In Rita Hayworth and the Shawshank Redemption, the Shawshank prison cellblock where incarcerated protagonists Red and Andy live was constructed in the 1930s under the Works Progress Administration (WPA). The WPA was a U.S. federal agency created under President Franklin Delano Roosevelt to increase jobs during the Great Depression (1929–1940), a stock market crash and subsequent massive economic recession that left many Americans—and people worldwide—unemployed and struggling. The WPA concrete used to construct the cellblock is relatively weak, which allows Andy to dig a tunnel through the wall over a period of decades. The novella’s narrator Red grew up poor and murdered his wife for partly economic motives—her life insurance policy—in 1938, during the Great Depression; thus, real-world historical events partly determined Red’s fate. Meanwhile, Andy served in World War II (1939–1945) prior to his incarceration; his war buddy Jim helps arrange the fake identity, Peter Stevens, that Andy uses after his escape. Finally, the counterculture movements of the 1950s and 1960s, often associated with marijuana use, lead to a surge in Shawshank’s prison population of men convicted of drug crimes.
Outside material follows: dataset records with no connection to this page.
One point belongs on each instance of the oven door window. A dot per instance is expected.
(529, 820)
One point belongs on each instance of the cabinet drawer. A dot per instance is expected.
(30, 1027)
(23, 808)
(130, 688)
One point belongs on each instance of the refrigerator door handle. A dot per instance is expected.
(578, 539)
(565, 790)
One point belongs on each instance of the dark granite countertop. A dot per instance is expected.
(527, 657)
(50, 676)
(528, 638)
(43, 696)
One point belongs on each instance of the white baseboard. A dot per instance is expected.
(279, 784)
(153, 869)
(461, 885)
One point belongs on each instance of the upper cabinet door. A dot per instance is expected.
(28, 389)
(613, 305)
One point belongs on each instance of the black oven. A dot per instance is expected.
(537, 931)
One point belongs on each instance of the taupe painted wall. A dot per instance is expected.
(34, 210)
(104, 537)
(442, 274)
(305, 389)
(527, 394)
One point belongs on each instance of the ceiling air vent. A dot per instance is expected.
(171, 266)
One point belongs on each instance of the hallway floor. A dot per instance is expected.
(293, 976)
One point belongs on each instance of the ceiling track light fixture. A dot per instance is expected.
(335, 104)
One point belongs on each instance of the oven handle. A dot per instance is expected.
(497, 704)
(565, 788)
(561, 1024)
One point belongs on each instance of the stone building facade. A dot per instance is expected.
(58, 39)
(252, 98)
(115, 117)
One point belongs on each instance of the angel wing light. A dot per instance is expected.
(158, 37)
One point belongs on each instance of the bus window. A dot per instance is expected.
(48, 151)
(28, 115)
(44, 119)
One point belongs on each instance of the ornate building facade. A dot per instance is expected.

During this surge, Andy is briefly given a cellmate, Normaden, who complains about the cell’s draftiness—foreshadowing the revelation that Andy is hiding a large hole in the wall behind his pin-up poster.

Other Books Related to Rita Hayworth and the Shawshank Redemption

Rita Hayworth and the Shawshank Redemption, which recounts the escape of the innocent Andy Dufresne from prison, may have been inspired by a non-fiction work, Paul Brickhill’s The Great Escape (1950), about prisoners of war freeing themselves from captivity in Nazi territory during World War II; Andy himself briefly mentions having served in France and Germany during the war. Andy ends up running the Shawshank prison library, where he discovers that his fellow prisoners love the novelists Erle Stanley Gardner (1889–1970) and Louis L’Amour (1908–1988). Erle Stanley Gardner is most famous for inventing the fictional defense attorney Perry Mason, protagonist of more than 80 novels, who often successfully defends clients falsely accused of murder. Louis L’Amour wrote in multiple genres but is most famous for his Westerns, in which his protagonists operate along a wild, free frontier. The prisoners’ preferences for these authors reveals both their longings (for acquittal, for freedom) and ironically contrasts these authors’ works—in which the good go free—with the events of Rita Hayworth and the Shawshank Redemption, where the innocent Andy is incarcerated for decades. Another work of Stephen King’s that focuses on a wrongly convicted man is the novel The Green Mile (1996), in which a Black man named John Coffey is imprisoned and eventually executed for a double murder he didn’t commit.
Key Facts about Rita Hayworth and the Shawshank Redemption
  • Full Title: Rita Hayworth and the Shawshank Redemption
  • Where Written: Maine
  • When Published: 1982
  • Literary Period: Contemporary
  • Genre: Realism, Novella
  • Setting: Shawshank prison in rural Maine
  • Climax: Red decides to join Andy in Mexico
  • Antagonist: Samuel Norton, Shawshank prison
  • Point of View: First Person

Extra Credit for Rita Hayworth and the Shawshank Redemption

Oscars. The 1994 film The Shawshank Redemption, based on Rita Hayworth and the Shawshank Redemption, was nominated for seven Oscars.

Pin-Up Girls. The actress Rita Hayworth, whose pin-up poster Andy Dufresne uses to hide the hole in his cell wall, really was a popular pin-up among U.S. soldiers during World War II, in which the fictional Andy was supposed to have served.